Her organization provides resources for girls going through mental health challenges, connecting them with mental health professionals. “What I’m doing is trying to stand in those gaps.”
“The children are disconnected from society’s real-time things. It’s a lot of social media exposure. So our girls need to unplug more. That ‘plug in at all times’ has a lot to do with what we are experiencing,” Patton said. She is having conversations with parents, schools and organizations about how to use the cell phone productively “while removing those influences that are putting them in dark places. Because there’s a balance.”
Her annual Camp Diva always has a theme. This year, it is road-tripping.
“Our kids will be out and about” in the community, spending time outdoors or traveling, “because we know movement matters… We are unplugging while we are at camp,” in a safe space away from cyberbullying. “When we have our girls busy, engaged and have a constructive activity, it’s less likely we have that.”
As someone in the field, she is well aware of the issues surrounding girls’ health because she has constant communication with other organizations. “We all have similar stories. What our children are coping with, specifically girls, is a lot,” she said.

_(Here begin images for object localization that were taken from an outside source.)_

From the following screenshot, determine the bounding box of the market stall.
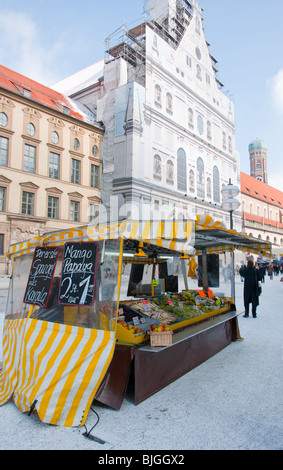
[0,216,273,423]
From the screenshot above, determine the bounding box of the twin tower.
[248,138,268,183]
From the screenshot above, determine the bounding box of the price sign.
[59,242,98,306]
[197,289,207,298]
[207,289,214,298]
[24,246,59,307]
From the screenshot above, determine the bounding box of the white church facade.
[54,0,241,229]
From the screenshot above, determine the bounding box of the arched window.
[177,148,187,192]
[153,154,162,179]
[197,157,205,198]
[213,166,220,203]
[228,136,232,153]
[256,160,261,170]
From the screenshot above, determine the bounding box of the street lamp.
[221,179,240,301]
[221,179,240,230]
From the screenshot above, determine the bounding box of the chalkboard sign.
[58,242,98,306]
[24,246,59,307]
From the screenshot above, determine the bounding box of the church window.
[256,160,261,170]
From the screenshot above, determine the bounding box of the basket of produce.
[149,324,173,347]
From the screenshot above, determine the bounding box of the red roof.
[0,64,84,121]
[241,172,283,209]
[243,212,283,229]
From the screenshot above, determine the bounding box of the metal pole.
[230,210,235,302]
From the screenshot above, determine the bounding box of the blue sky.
[1,0,283,190]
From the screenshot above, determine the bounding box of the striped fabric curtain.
[0,319,115,427]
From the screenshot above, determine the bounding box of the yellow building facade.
[0,65,104,273]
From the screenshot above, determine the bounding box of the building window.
[90,164,100,188]
[27,123,35,137]
[186,55,192,68]
[228,136,232,153]
[92,145,99,156]
[197,115,204,135]
[197,157,205,198]
[49,152,60,179]
[0,187,6,212]
[153,154,162,180]
[177,148,187,193]
[51,131,59,145]
[0,112,8,127]
[0,136,8,166]
[22,191,34,216]
[24,144,36,173]
[213,166,220,203]
[73,138,80,151]
[47,196,59,219]
[70,200,80,222]
[256,160,261,170]
[71,158,81,184]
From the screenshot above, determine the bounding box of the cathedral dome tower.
[248,138,268,183]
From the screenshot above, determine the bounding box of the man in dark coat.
[239,260,261,318]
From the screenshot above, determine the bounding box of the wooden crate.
[150,330,173,347]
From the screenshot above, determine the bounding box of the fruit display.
[150,291,230,321]
[121,300,181,324]
[116,319,143,336]
[150,323,172,333]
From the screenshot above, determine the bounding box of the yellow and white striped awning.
[6,216,273,259]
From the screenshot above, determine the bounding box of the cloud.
[269,68,283,114]
[0,10,67,85]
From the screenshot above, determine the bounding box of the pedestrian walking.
[267,264,274,280]
[239,259,261,318]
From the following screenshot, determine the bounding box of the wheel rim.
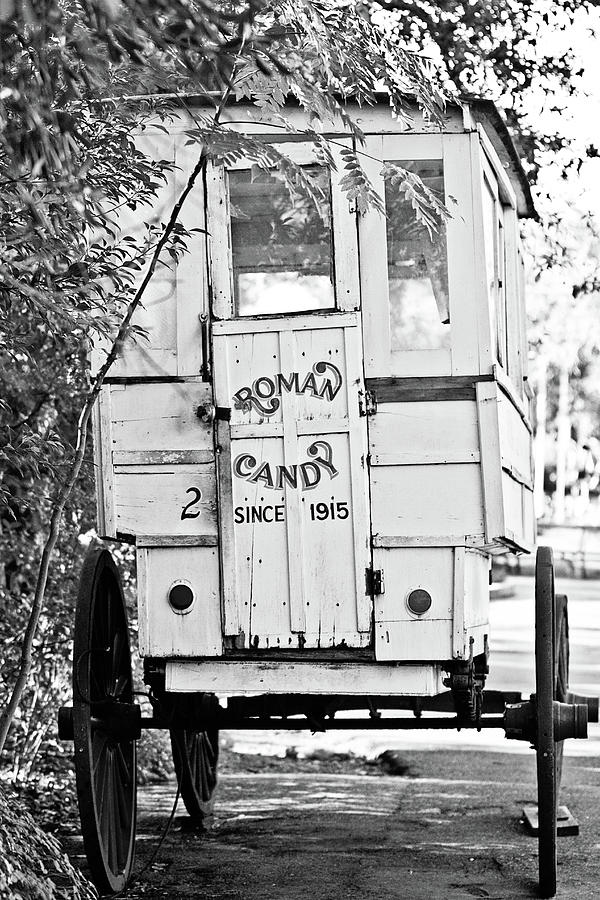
[535,546,557,899]
[73,546,137,894]
[554,595,569,812]
[170,726,219,821]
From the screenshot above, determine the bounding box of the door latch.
[365,567,385,596]
[359,389,377,417]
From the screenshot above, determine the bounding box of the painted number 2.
[181,487,202,520]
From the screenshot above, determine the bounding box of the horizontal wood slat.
[366,375,494,403]
[113,450,214,466]
[137,534,218,547]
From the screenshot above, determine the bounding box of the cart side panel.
[96,382,217,540]
[373,546,488,661]
[137,546,222,657]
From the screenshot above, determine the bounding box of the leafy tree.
[0,1,447,761]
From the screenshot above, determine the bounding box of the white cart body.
[92,97,535,698]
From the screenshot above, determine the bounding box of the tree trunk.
[554,363,570,523]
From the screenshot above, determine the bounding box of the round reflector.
[168,582,194,612]
[407,588,432,616]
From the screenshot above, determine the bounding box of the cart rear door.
[208,148,371,652]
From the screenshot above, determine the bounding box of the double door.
[212,312,372,651]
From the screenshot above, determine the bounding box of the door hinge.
[366,567,385,596]
[359,389,377,417]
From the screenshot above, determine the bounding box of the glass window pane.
[385,159,450,351]
[229,166,335,317]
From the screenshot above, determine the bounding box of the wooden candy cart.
[59,95,597,898]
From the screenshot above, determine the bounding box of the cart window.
[385,159,450,351]
[228,166,335,317]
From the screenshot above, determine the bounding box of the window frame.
[206,139,360,321]
[360,132,477,378]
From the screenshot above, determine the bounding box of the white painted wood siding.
[137,546,221,657]
[373,546,488,661]
[96,382,217,540]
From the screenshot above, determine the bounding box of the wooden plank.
[494,364,532,430]
[442,133,479,375]
[452,546,466,658]
[371,464,484,537]
[206,161,233,320]
[105,375,205,385]
[502,463,534,492]
[463,548,490,630]
[373,534,484,549]
[97,388,115,537]
[279,328,306,634]
[371,451,480,466]
[165,660,446,696]
[344,322,371,632]
[137,534,218,547]
[369,399,480,469]
[174,140,206,375]
[375,620,453,662]
[366,374,494,403]
[92,397,107,537]
[476,380,505,543]
[212,311,358,335]
[231,422,284,439]
[137,547,150,656]
[113,467,217,536]
[469,132,493,375]
[502,205,524,389]
[330,140,360,312]
[110,381,213,453]
[358,135,390,378]
[215,416,239,636]
[113,450,214,466]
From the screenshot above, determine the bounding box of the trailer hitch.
[504,696,588,744]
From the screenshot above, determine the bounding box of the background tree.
[0,0,448,766]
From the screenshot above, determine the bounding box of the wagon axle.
[58,693,591,740]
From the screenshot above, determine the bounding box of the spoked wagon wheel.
[73,544,137,895]
[535,546,569,899]
[170,724,219,822]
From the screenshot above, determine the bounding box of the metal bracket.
[359,389,377,417]
[365,567,384,596]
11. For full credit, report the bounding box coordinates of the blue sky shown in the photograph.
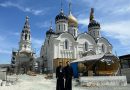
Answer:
[0,0,130,64]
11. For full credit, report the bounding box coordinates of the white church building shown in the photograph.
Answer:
[40,2,112,72]
[10,1,113,74]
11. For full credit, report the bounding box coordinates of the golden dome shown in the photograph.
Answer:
[68,13,78,27]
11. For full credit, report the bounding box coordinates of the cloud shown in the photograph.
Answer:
[78,18,89,29]
[78,16,130,47]
[31,37,43,56]
[113,45,130,56]
[75,0,130,50]
[0,36,10,55]
[8,32,20,36]
[77,13,89,29]
[13,32,20,36]
[0,36,5,41]
[32,37,43,48]
[36,21,50,29]
[0,32,18,55]
[0,49,11,54]
[0,1,47,15]
[73,0,130,16]
[102,21,130,46]
[111,5,130,15]
[78,18,89,26]
[77,11,130,55]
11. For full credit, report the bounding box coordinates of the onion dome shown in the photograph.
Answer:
[88,8,100,28]
[88,20,100,28]
[46,25,55,35]
[68,12,78,27]
[46,29,55,35]
[55,9,68,23]
[68,1,78,27]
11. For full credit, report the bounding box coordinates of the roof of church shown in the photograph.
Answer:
[46,28,55,35]
[23,16,30,31]
[97,37,112,46]
[88,8,100,28]
[88,20,100,28]
[68,1,78,27]
[55,9,68,22]
[68,12,78,27]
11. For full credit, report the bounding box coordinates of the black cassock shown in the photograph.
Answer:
[56,66,64,90]
[64,65,73,90]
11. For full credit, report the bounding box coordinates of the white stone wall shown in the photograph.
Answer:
[121,68,130,83]
[0,70,6,81]
[80,76,127,86]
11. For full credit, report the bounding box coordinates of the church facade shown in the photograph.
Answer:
[40,3,112,72]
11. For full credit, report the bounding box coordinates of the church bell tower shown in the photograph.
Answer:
[88,8,101,40]
[19,16,32,52]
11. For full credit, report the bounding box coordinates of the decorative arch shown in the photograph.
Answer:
[77,33,96,45]
[97,37,112,54]
[57,32,76,42]
[97,37,112,47]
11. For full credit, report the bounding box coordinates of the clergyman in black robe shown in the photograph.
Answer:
[56,62,64,90]
[64,61,73,90]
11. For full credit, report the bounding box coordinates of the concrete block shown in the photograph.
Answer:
[80,76,127,87]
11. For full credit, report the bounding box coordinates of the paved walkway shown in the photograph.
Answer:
[0,75,130,90]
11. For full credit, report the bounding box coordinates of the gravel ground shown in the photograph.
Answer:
[0,75,130,90]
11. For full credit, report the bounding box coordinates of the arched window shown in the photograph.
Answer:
[29,35,30,40]
[59,25,60,30]
[65,40,69,49]
[102,44,105,53]
[24,45,26,48]
[25,34,27,40]
[85,42,88,51]
[64,24,66,30]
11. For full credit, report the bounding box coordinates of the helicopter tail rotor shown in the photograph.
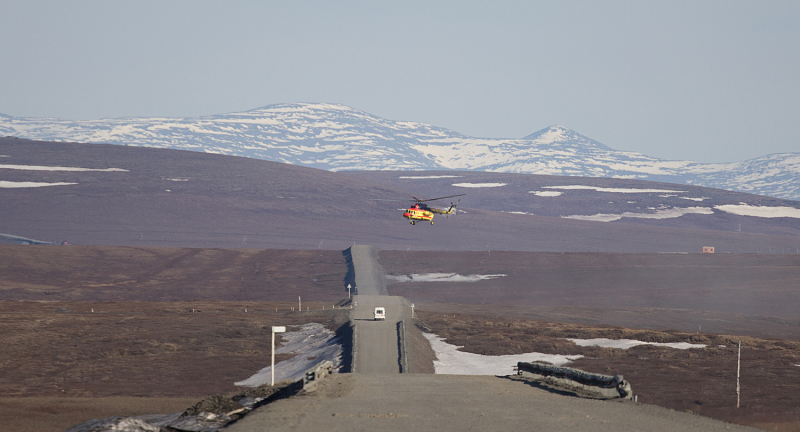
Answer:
[449,199,460,217]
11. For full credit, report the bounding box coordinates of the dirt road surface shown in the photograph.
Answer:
[226,374,757,432]
[351,295,409,374]
[351,245,387,296]
[350,244,409,374]
[229,246,758,431]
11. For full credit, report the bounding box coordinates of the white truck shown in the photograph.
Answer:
[373,307,386,321]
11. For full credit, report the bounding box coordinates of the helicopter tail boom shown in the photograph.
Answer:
[431,199,460,215]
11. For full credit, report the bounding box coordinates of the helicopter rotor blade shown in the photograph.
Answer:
[370,198,414,202]
[416,193,466,203]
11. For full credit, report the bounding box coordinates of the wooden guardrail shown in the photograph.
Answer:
[517,362,633,399]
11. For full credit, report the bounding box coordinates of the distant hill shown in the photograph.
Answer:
[1,103,798,200]
[350,170,800,238]
[1,137,798,253]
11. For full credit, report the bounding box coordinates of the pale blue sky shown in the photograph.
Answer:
[1,1,798,163]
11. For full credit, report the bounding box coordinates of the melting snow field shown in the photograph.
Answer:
[529,190,563,197]
[543,185,685,194]
[568,338,707,350]
[0,164,128,172]
[714,203,800,219]
[234,323,343,387]
[562,206,713,222]
[425,333,582,375]
[387,273,506,282]
[398,175,464,179]
[0,181,78,188]
[452,182,507,188]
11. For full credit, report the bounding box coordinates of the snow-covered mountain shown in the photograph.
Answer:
[1,103,798,200]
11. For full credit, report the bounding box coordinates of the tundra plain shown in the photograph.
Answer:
[1,138,799,431]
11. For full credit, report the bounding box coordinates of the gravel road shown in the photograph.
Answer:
[351,295,408,374]
[351,245,387,296]
[227,245,757,431]
[349,244,408,374]
[227,374,757,432]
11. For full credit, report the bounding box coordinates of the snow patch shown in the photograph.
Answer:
[569,338,707,350]
[563,206,714,222]
[398,175,464,179]
[387,273,506,283]
[234,323,343,387]
[0,164,128,172]
[714,203,800,219]
[452,182,507,188]
[543,185,685,193]
[0,181,78,188]
[425,333,581,375]
[529,191,563,197]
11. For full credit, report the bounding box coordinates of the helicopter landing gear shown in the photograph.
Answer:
[430,221,433,225]
[410,221,415,225]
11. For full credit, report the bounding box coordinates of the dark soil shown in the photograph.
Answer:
[0,245,350,302]
[418,310,800,431]
[0,397,198,432]
[0,300,348,398]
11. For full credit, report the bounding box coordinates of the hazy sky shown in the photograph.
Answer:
[1,1,798,163]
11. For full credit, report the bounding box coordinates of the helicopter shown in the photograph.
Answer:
[374,194,466,225]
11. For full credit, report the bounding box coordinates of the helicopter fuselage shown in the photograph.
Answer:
[403,204,434,224]
[403,202,455,225]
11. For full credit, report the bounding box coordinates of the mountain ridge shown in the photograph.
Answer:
[1,103,797,200]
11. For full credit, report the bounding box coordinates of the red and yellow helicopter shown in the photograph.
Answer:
[374,194,466,225]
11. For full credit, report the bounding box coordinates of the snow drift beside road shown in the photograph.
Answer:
[235,323,343,387]
[424,333,581,375]
[387,273,506,283]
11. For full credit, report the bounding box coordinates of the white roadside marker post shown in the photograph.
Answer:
[348,284,351,299]
[737,339,741,408]
[298,296,301,313]
[272,326,286,386]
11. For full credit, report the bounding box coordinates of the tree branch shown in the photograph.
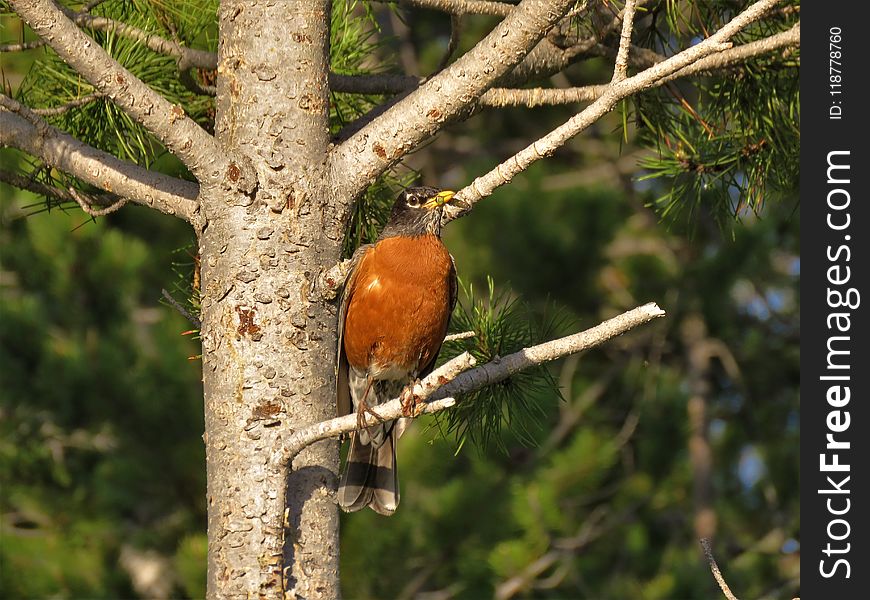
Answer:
[0,168,76,204]
[68,186,128,216]
[31,92,105,116]
[1,106,200,221]
[1,7,218,69]
[498,0,653,87]
[66,10,217,71]
[391,0,514,17]
[329,0,577,203]
[479,85,608,107]
[481,22,799,108]
[282,302,666,463]
[700,538,740,600]
[444,0,789,221]
[0,39,45,52]
[611,0,638,83]
[8,0,225,183]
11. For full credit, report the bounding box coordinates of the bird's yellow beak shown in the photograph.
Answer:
[423,190,455,209]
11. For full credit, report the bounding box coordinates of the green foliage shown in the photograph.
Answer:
[16,1,216,169]
[329,0,386,133]
[632,1,800,227]
[437,277,564,452]
[0,196,205,597]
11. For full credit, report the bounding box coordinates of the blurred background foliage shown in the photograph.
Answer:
[1,1,798,598]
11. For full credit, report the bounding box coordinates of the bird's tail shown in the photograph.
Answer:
[338,426,399,515]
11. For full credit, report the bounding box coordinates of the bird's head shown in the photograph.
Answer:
[379,186,456,238]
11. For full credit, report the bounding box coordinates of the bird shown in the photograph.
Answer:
[336,186,458,515]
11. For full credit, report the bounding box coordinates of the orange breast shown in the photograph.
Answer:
[343,235,453,377]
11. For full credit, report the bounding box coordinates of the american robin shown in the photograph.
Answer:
[337,186,458,515]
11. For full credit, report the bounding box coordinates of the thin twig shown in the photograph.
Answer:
[0,169,74,203]
[161,289,202,328]
[68,187,128,216]
[444,330,476,342]
[700,538,740,600]
[500,0,654,87]
[0,39,45,52]
[32,93,104,116]
[435,13,463,73]
[65,9,217,70]
[283,302,666,462]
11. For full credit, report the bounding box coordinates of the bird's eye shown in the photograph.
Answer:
[407,195,420,207]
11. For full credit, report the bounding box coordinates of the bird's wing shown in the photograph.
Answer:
[449,253,458,315]
[336,244,373,418]
[418,253,459,379]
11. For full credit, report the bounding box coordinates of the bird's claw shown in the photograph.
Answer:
[357,398,385,431]
[400,380,425,417]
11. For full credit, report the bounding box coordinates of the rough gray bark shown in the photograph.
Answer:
[197,1,344,597]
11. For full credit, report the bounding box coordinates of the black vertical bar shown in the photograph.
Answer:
[801,2,870,597]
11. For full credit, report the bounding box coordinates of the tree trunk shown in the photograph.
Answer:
[198,1,345,597]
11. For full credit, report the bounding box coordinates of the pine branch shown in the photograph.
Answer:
[282,302,666,462]
[1,102,200,221]
[8,0,224,183]
[444,0,791,222]
[0,168,75,203]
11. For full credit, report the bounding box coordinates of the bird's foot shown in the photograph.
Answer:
[357,397,384,431]
[400,379,425,417]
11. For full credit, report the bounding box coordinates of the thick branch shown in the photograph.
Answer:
[283,302,666,462]
[329,0,577,202]
[445,0,789,220]
[1,108,200,221]
[9,0,224,183]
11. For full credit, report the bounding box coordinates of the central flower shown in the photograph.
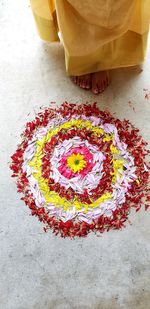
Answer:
[67,153,86,173]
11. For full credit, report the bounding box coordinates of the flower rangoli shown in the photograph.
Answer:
[10,103,150,238]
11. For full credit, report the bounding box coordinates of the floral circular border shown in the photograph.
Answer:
[10,102,150,238]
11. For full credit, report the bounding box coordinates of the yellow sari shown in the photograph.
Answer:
[30,0,150,75]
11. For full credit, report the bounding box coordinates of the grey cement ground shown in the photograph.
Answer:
[0,2,150,309]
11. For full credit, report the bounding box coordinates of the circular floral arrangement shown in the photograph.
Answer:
[10,103,150,238]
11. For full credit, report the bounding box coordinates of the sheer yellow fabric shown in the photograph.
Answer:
[30,0,150,75]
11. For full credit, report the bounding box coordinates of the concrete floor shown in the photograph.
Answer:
[0,2,150,309]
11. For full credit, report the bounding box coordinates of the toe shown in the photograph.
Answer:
[101,80,105,88]
[76,77,80,86]
[98,85,102,93]
[73,77,77,84]
[99,83,104,93]
[93,84,99,94]
[80,77,87,89]
[81,79,86,89]
[79,78,84,88]
[85,78,91,89]
[82,80,87,88]
[71,76,76,84]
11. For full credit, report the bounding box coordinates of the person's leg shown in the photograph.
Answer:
[55,0,149,94]
[30,0,59,42]
[30,0,150,94]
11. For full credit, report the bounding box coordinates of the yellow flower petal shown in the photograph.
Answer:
[67,153,86,173]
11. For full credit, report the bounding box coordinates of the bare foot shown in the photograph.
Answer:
[71,74,91,89]
[92,71,110,94]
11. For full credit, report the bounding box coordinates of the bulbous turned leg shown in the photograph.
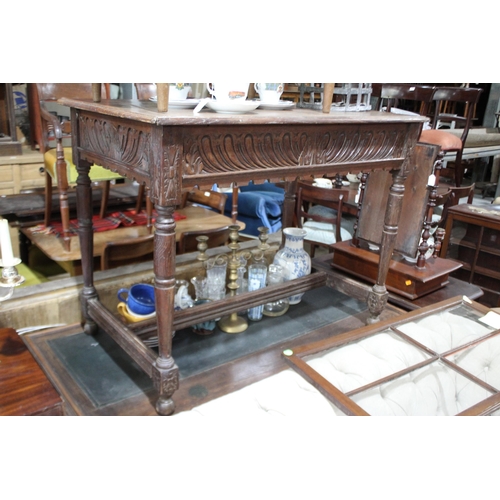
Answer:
[156,395,176,416]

“Girls-centered programs are some of the most underfunded programs on the planet. These girl-centered programs need support. They need help.”
Like virtually every woe that afflicts this nation, this problem is systemic. The plight of teen girls stands at the intersection of racism, gender equity and violence. The survey numbers should be alarming to us all. Is any aspect of our lives more foundational than the health of our girls?
Their level of distress calls for action. For their well-being, we need to invest in the programs that support them.